Dubai — The Middle East’s natural gas industry is preparing for one of its most ambitious growth phases yet, with industry leaders estimating that nearly $200 billion in investment will be required over the next four years to keep pace with rapidly rising electricity demand across the region.
The outlook was shared on Wednesday at the first Middle East Gas Conference in Dubai, where more than 150 senior figures from national and international oil companies, policymakers, financiers, and infrastructure executives met to assess the sector’s future and address mounting pressure on regional energy systems.

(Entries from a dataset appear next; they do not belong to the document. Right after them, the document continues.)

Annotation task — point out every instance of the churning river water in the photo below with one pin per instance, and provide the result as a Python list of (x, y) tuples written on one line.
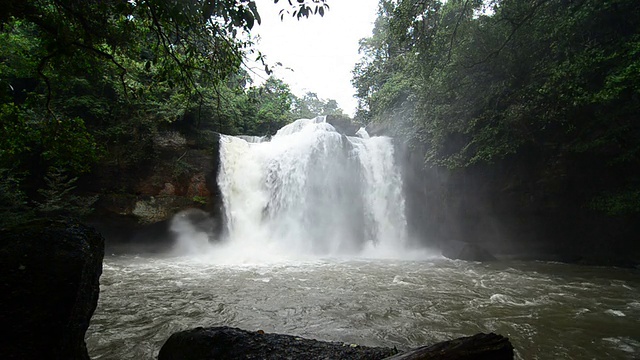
[(548, 310), (313, 219)]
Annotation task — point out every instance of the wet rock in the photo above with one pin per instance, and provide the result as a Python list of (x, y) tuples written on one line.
[(477, 347), (49, 286), (222, 343), (459, 250)]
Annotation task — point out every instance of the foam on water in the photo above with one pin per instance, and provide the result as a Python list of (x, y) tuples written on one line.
[(310, 192)]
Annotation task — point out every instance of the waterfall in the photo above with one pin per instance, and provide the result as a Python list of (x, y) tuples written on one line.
[(311, 191)]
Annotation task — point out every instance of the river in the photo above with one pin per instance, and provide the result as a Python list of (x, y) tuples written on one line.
[(316, 245), (548, 310)]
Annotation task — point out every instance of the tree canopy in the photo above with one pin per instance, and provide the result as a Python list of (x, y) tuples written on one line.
[(480, 82), (84, 82)]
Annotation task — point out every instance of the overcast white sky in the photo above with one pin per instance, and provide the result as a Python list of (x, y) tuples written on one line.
[(322, 51)]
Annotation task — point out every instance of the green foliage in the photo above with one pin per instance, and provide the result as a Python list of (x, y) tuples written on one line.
[(14, 206), (477, 82), (86, 83), (615, 204), (58, 200)]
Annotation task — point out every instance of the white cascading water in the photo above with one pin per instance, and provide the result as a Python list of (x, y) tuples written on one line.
[(310, 191)]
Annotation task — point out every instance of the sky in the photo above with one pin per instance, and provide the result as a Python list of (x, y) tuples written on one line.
[(320, 51)]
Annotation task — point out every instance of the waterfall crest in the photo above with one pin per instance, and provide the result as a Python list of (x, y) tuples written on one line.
[(311, 191)]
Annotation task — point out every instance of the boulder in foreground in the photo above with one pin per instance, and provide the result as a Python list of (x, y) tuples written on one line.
[(49, 286), (221, 343), (225, 343)]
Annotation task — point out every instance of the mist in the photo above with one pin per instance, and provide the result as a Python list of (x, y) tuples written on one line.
[(307, 192)]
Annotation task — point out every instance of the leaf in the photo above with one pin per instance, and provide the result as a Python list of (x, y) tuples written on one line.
[(254, 10)]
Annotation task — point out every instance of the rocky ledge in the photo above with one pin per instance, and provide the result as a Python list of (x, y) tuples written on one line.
[(49, 286), (222, 343)]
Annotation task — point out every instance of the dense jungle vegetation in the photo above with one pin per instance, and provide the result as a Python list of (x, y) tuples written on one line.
[(84, 83), (554, 84), (541, 96)]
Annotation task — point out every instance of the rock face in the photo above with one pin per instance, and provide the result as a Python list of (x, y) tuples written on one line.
[(137, 203), (49, 286), (222, 343), (476, 347)]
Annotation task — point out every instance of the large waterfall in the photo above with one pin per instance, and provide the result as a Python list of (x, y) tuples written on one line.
[(311, 191)]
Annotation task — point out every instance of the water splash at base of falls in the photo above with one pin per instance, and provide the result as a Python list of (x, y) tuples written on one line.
[(307, 192)]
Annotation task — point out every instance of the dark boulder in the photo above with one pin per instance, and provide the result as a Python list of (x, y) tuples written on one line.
[(222, 343), (477, 347), (460, 250), (49, 286)]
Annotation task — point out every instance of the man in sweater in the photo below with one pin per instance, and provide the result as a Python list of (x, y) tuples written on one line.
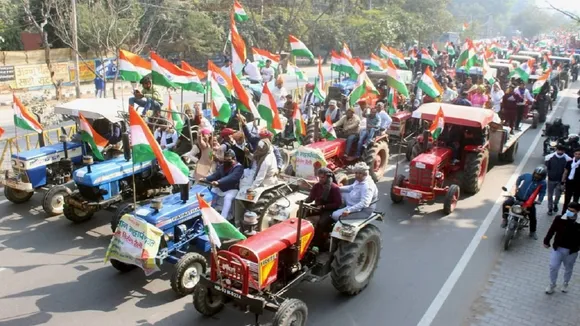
[(565, 230), (556, 164)]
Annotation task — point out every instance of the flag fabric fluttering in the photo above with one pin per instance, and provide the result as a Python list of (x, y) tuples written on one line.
[(145, 148)]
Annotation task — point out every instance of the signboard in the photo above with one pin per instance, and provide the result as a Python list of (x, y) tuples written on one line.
[(307, 161), (135, 242), (6, 73)]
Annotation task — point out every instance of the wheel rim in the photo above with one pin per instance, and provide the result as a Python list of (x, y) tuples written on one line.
[(191, 276), (365, 261)]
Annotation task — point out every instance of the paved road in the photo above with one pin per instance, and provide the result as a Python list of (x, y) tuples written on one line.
[(52, 272)]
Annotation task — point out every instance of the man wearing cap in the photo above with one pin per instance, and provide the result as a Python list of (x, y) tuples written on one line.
[(360, 197), (226, 180)]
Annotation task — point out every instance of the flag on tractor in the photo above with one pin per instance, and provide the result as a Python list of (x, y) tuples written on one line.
[(145, 148), (239, 12), (438, 124), (91, 137), (429, 85), (132, 67), (215, 225), (395, 81), (165, 73), (269, 110), (23, 118), (174, 116), (299, 49)]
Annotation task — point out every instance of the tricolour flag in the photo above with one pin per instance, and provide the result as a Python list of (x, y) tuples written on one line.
[(145, 148), (239, 12), (299, 49), (91, 137), (438, 124), (269, 111), (216, 226), (429, 85), (327, 130), (132, 67), (24, 119)]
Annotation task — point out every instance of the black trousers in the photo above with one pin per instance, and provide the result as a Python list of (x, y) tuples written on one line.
[(532, 213), (572, 193)]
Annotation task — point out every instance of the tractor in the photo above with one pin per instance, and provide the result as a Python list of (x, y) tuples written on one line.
[(255, 274), (49, 168), (439, 161)]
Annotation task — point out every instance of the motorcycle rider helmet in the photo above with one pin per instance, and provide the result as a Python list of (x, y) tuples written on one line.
[(540, 173)]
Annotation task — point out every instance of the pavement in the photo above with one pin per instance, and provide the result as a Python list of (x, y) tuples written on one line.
[(434, 270)]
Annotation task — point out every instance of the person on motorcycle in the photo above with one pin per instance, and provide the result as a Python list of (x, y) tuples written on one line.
[(225, 180), (526, 185), (350, 124)]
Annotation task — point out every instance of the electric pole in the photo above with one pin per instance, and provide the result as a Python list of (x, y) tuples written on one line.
[(73, 5)]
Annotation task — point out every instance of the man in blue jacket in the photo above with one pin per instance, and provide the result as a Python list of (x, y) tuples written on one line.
[(526, 184), (226, 180)]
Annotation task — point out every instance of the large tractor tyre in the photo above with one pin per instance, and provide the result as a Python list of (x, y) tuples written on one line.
[(53, 200), (76, 215), (292, 312), (124, 208), (206, 301), (17, 196), (355, 262), (397, 182), (475, 169), (188, 271), (451, 198), (377, 158)]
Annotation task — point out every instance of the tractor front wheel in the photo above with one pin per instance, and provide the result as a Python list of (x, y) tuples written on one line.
[(355, 262)]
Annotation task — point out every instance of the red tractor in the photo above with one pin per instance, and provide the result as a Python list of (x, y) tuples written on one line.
[(470, 137)]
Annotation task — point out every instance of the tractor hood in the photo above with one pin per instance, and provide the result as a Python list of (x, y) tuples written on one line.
[(174, 211), (105, 172), (46, 155)]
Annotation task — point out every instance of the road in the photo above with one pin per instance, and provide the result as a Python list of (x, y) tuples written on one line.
[(432, 268)]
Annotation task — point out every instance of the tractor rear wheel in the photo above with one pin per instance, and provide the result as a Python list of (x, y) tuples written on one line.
[(377, 158), (53, 200), (475, 169), (355, 262), (292, 312)]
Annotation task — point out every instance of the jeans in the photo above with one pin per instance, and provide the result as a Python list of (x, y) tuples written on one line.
[(366, 135), (557, 258)]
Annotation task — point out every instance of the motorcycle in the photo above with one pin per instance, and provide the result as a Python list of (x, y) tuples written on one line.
[(517, 220)]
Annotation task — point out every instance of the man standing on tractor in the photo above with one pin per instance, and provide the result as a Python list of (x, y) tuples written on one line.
[(360, 197), (526, 185)]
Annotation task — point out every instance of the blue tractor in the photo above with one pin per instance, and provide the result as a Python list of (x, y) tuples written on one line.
[(179, 217), (49, 168)]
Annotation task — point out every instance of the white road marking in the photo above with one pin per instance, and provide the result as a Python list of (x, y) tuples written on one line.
[(445, 291)]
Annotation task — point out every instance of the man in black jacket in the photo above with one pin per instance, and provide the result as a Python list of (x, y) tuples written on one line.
[(565, 230)]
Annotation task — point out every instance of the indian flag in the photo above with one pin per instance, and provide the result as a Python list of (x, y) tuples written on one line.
[(541, 81), (24, 119), (220, 107), (395, 80), (427, 59), (327, 130), (216, 226), (174, 116), (269, 111), (166, 74), (298, 48), (239, 12), (145, 148), (91, 137), (429, 85), (132, 67), (438, 124), (319, 91)]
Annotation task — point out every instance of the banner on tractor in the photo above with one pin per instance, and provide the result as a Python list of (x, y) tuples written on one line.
[(135, 242)]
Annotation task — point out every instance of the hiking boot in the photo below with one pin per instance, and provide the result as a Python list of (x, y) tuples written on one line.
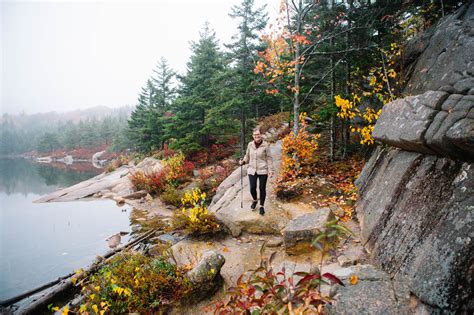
[(254, 205)]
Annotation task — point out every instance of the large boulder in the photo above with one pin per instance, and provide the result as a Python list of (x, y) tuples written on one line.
[(442, 58), (434, 122), (417, 220), (416, 204), (372, 292)]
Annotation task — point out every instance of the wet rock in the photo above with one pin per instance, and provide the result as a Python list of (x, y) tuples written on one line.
[(136, 195), (351, 256), (373, 293), (206, 277), (416, 220), (207, 269), (338, 211), (300, 232)]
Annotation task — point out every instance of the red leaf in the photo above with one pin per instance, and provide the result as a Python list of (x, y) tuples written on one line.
[(308, 278), (333, 278)]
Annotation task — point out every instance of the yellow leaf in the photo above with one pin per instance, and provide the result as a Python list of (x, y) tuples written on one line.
[(353, 279), (83, 308)]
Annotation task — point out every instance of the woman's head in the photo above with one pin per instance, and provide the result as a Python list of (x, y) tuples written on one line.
[(257, 136)]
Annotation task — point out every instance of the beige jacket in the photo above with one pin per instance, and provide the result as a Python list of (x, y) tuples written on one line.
[(259, 160)]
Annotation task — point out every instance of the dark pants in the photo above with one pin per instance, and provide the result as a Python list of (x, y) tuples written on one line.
[(262, 181)]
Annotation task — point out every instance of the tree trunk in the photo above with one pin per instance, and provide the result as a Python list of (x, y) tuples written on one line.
[(346, 123), (296, 99), (333, 114)]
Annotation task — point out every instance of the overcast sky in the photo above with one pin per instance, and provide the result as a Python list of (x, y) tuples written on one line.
[(65, 55)]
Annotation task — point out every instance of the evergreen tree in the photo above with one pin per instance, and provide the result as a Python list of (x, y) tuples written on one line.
[(243, 53), (146, 124), (199, 94)]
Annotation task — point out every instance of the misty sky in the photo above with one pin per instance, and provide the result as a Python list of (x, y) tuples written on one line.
[(65, 55)]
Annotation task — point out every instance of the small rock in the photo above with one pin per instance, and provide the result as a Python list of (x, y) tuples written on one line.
[(300, 232), (119, 200), (275, 243), (344, 261), (338, 211)]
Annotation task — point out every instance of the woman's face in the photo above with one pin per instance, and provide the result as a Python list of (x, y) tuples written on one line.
[(257, 136)]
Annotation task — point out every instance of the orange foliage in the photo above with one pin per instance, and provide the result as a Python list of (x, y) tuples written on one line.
[(298, 153)]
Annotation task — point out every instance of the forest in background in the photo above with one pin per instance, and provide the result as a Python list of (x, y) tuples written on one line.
[(335, 61)]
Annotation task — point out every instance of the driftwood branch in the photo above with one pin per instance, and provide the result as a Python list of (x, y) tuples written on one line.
[(64, 284)]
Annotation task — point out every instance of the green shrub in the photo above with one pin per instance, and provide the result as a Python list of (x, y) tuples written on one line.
[(133, 282), (171, 196)]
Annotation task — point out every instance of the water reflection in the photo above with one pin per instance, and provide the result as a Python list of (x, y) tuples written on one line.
[(24, 177), (41, 242)]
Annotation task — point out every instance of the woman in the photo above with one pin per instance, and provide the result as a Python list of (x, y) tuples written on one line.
[(260, 163)]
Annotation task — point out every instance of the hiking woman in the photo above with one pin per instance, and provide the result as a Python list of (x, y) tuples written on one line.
[(260, 163)]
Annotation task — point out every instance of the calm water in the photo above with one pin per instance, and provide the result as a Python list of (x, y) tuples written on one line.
[(41, 242)]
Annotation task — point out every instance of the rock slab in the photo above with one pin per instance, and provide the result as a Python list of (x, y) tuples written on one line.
[(301, 231), (372, 293)]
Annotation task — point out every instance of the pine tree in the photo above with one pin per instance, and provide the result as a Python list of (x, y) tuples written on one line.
[(199, 94), (243, 53)]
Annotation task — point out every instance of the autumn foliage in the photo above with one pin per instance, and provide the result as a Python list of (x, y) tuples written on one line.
[(298, 152), (381, 85), (176, 170), (135, 283), (194, 218)]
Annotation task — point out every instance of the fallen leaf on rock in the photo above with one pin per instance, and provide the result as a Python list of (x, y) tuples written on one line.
[(353, 279)]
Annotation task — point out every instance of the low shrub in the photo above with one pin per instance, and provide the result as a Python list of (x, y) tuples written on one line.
[(273, 121), (135, 283), (116, 163), (298, 152), (211, 177), (153, 182), (194, 218), (176, 170), (264, 291), (171, 196)]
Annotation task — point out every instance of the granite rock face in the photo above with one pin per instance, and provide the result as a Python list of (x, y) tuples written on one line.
[(417, 220), (373, 293), (441, 59), (416, 204), (205, 276), (434, 122), (301, 231)]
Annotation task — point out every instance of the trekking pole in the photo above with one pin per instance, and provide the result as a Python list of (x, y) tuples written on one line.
[(241, 187)]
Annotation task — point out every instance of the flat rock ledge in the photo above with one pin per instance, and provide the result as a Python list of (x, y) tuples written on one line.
[(206, 277), (372, 293), (300, 232)]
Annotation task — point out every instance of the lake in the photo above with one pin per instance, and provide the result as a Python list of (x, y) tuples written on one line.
[(41, 242)]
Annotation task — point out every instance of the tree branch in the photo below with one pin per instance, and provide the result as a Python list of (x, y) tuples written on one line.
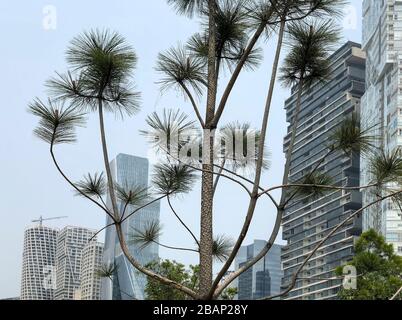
[(75, 187), (148, 272), (334, 230), (182, 222), (142, 207), (254, 194), (195, 107)]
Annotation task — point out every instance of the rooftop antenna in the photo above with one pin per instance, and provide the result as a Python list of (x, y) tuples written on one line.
[(41, 219)]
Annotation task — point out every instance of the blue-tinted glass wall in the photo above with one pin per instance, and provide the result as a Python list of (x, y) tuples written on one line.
[(128, 283)]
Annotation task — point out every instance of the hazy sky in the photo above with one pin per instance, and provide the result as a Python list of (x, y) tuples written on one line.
[(32, 49)]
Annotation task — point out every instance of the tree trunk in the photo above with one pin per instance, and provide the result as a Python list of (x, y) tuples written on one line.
[(253, 201), (106, 162), (293, 138), (207, 194)]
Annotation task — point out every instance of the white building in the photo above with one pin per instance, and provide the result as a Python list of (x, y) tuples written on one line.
[(38, 263), (70, 243), (382, 104), (91, 261)]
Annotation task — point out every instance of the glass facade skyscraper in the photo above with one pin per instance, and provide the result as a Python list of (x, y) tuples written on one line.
[(264, 278), (38, 280), (382, 104), (307, 219), (128, 283), (70, 243)]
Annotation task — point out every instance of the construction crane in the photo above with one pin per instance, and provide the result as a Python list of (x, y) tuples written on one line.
[(41, 219)]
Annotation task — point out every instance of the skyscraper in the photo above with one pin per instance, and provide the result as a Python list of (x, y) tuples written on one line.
[(307, 220), (264, 278), (38, 263), (91, 261), (127, 282), (382, 104), (70, 243)]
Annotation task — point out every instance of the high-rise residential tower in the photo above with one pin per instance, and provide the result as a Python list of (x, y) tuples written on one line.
[(127, 283), (70, 243), (91, 261), (39, 263), (381, 110), (264, 278), (307, 220)]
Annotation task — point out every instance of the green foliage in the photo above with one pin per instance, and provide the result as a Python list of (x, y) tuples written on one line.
[(188, 7), (56, 124), (143, 237), (173, 179), (313, 181), (131, 194), (106, 270), (229, 294), (174, 271), (240, 157), (379, 269), (180, 68), (349, 138), (231, 36), (169, 131), (92, 185), (177, 272), (221, 248), (310, 46), (386, 167), (102, 64)]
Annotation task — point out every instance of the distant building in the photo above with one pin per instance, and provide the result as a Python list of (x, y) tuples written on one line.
[(128, 283), (38, 263), (70, 243), (91, 261), (308, 219), (264, 278), (382, 106)]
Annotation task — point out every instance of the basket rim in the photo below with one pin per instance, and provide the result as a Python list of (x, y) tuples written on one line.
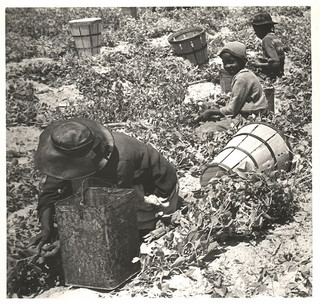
[(172, 36), (84, 21)]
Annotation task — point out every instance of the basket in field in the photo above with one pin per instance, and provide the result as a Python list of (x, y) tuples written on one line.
[(191, 44), (130, 11), (87, 35), (98, 236), (255, 146)]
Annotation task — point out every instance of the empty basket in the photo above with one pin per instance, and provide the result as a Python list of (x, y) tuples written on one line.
[(98, 236), (191, 44), (87, 35), (255, 146)]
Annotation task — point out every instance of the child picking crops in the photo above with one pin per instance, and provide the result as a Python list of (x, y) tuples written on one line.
[(272, 62), (247, 96)]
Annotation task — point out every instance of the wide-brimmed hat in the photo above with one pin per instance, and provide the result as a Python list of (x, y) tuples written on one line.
[(262, 18), (237, 49), (73, 148)]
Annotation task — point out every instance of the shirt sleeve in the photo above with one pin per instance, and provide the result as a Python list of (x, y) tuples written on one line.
[(239, 95), (52, 190), (270, 50)]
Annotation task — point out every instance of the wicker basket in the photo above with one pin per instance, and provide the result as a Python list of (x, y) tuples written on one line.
[(98, 236), (190, 44), (130, 11), (255, 146), (87, 35)]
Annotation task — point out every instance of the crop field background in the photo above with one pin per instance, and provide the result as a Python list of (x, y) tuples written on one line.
[(258, 244)]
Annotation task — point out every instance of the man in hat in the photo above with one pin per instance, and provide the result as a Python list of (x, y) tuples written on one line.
[(272, 63), (71, 150), (247, 96)]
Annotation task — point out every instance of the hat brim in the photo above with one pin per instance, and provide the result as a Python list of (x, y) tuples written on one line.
[(263, 23), (53, 162), (226, 50)]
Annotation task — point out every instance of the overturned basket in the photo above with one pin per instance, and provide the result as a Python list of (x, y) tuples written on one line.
[(191, 44)]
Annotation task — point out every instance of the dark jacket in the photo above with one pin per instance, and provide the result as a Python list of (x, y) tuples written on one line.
[(131, 163)]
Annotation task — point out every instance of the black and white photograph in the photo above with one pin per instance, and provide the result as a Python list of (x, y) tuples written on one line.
[(160, 151)]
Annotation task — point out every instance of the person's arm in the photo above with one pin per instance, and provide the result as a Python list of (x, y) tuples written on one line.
[(239, 95), (51, 191), (273, 60), (208, 114)]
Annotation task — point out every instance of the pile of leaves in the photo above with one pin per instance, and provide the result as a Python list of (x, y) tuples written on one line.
[(145, 88)]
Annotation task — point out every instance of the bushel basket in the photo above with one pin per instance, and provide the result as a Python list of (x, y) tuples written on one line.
[(256, 146), (190, 44), (98, 236), (87, 35)]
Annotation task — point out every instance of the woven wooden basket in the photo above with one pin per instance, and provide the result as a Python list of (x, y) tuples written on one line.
[(87, 35), (191, 44), (255, 146), (98, 236)]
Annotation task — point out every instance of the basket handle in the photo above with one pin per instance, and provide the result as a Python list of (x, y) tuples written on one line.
[(89, 182)]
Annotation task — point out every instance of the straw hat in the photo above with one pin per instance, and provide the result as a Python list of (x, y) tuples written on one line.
[(73, 148), (237, 49), (262, 18)]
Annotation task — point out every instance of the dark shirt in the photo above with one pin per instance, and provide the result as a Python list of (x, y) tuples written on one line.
[(273, 52), (247, 95), (131, 163)]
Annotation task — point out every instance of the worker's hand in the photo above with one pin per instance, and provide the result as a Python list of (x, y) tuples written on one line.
[(255, 63), (205, 116), (153, 200), (42, 238), (50, 249)]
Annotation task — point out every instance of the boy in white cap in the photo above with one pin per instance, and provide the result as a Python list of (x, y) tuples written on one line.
[(71, 150), (272, 62), (247, 95)]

Hosted by Petroleum Economist in partnership with Crescent Petroleum, the event highlighted how population growth, expanding desalination needs, soaring cooling demand, and the rapid build-out of AI-driven digital infrastructure are collectively reshaping the region’s energy landscape. Experts stressed that gas will remain a crucial backbone for power generation and industrial development in the coming decade.
Majid Jafar, CEO of Crescent Petroleum and Board Managing Director of Dana Gas, said regional production is already rising at an unprecedented pace. “The Middle East is on course to become the world’s second-largest natural gas producer after North America. Since 2020, output has grown by more than 15 per cent, and we expect a further 30 per cent increase by 2030,” he said. Achieving that, he noted, will require substantial investment and a coordinated push to expand capacity.
“This is about more than power supply,” Jafar added. “Gas underpins economic opportunity, strengthens regional integration, and plays a central role in supporting diversified, sustainable growth.”
Meeting Europe-Scale Demand
Conference analysts revealed that the region will need to secure an additional 14 billion cubic feet per day of production by 2030, equivalent to the entire gas demand of Europe’s power sector today. Total output would reach 86 bcfd by the end of the decade if targets are met.
Delegates also noted that the UAE and Saudi Arabia’s aggressive efforts to position themselves as global AI hubs will significantly push electricity demand higher. AI data centers, described as “power-hungry engines of the future economy,” require stable and affordable baseload energy, an area where natural gas continues to offer a competitive advantage.
Representatives from ADNOC, Aramco, Shell, XRG, RAK Gas, Dana Gas, Bapco Energy, and SNOC joined global financial institutions including Deutsche Bank, Cantor Fitzgerald and FAB, reflecting the strong investor interest in the sector’s expansion.
Calls for Cooperation and New Investment Models
Musabbeh Al-Kaabi, CEO of ADNOC Upstream, and Abdulkarim Al-Ghamdi, Executive Vice President for Gas at Saudi Aramco, delivered keynote sessions focused on accelerating infrastructure development and strengthening regional supply chains.
Al-Ghamdi stressed that collaboration between governments, investors, and operators will be key to unlocking future growth. “Gas and its supporting infrastructure are essential for meeting rising demand and driving industrial expansion. Achieving this potential depends on coordinated policy, smart investment, and deeper partnerships across the sector,” he said.
Jassim Alshirawi, Secretary General of the International Energy Forum, echoed these sentiments, noting that natural gas remains central in every global energy forecast. He pointed to Aramco’s ongoing gas expansion programme, which aims to increase sales gas capacity by nearly 80 per cent by 2030, generating an estimated $12–15 billion in additional operating cash flow.
A Sector at a Turning Point
Paul Hickin, editor-in-chief and chief economist at Petroleum Economist, said the conference underscored how pivotal Middle Eastern gas will be for regional prosperity. “Bringing the sector together at this scale shows how vital gas is in supporting stable and sustainable growth for the region’s economies,” he said.
With global demand shifting and regional economies racing toward diversification, the Middle East’s gas strategy is poised to influence global energy markets for years to come. For now, industry leaders agree on one conclusion: meeting the region’s future power needs will require unprecedented investment, and the work must begin immediately.